Modeling the corona and XUV emission of the Sun and Sun-like stars
Munehito Shoda, Shinsuke Takasao
The X-ray and extreme-ultra-violet (EUV) emissions from the low-mass stars significantly affect the evolution of the planetary atmosphere. It is, however, observationally difficult to constrain the stellar high-energy emission because of the interstellar extinction. In this work, we simulate the XUV (X-ray+EUV) emission from the Sun-like stars by extending the solar coronal heating model that self-consistently solves the surface-to-corona energy transport, turbulent energy dissipation, and coronal thermal response by conduction and radiation with sufficiently high resolution.
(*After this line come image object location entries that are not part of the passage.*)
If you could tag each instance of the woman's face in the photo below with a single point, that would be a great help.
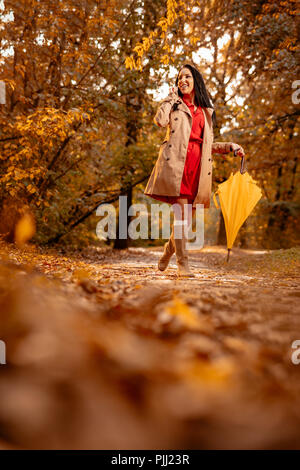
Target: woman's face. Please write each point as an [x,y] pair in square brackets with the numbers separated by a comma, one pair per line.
[185,81]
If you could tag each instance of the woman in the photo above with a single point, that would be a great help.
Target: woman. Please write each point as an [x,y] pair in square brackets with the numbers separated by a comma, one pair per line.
[183,171]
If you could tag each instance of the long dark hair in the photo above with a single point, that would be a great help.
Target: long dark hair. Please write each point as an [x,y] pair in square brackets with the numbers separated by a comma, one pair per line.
[201,94]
The simulations are performed for a range of loop lengths and magnetic filling factors at the stellar surface. When applied to the solar corona, our model is found to reproduce the observed solar XUV spectrum below the Lyman edge, which validates the capability of our model in predicting the XUV spectra of other Sun-like stars. The nearly-linear relation between the unsigned magnetic flux and X-ray luminosity is also reproduced self-consistently. From the simulation runs with various loop lengths and filling factors, the following scaling relations are found. logLEUV=9.93+0.67logLX, logΦEUVphoton=20.40+0.66logLX, where LEUV and LX are the cgs-unit luminosity in the EUV and X-ray range, respectively, and ΦEUVphoton is the total number of EUV photons emitted per second. This study demonstrates a refined picture of solar and stellar coronal heating and provides the above observable relations that will be useful for estimating the luminosity of the hidden stellar EUV from X-ray observations.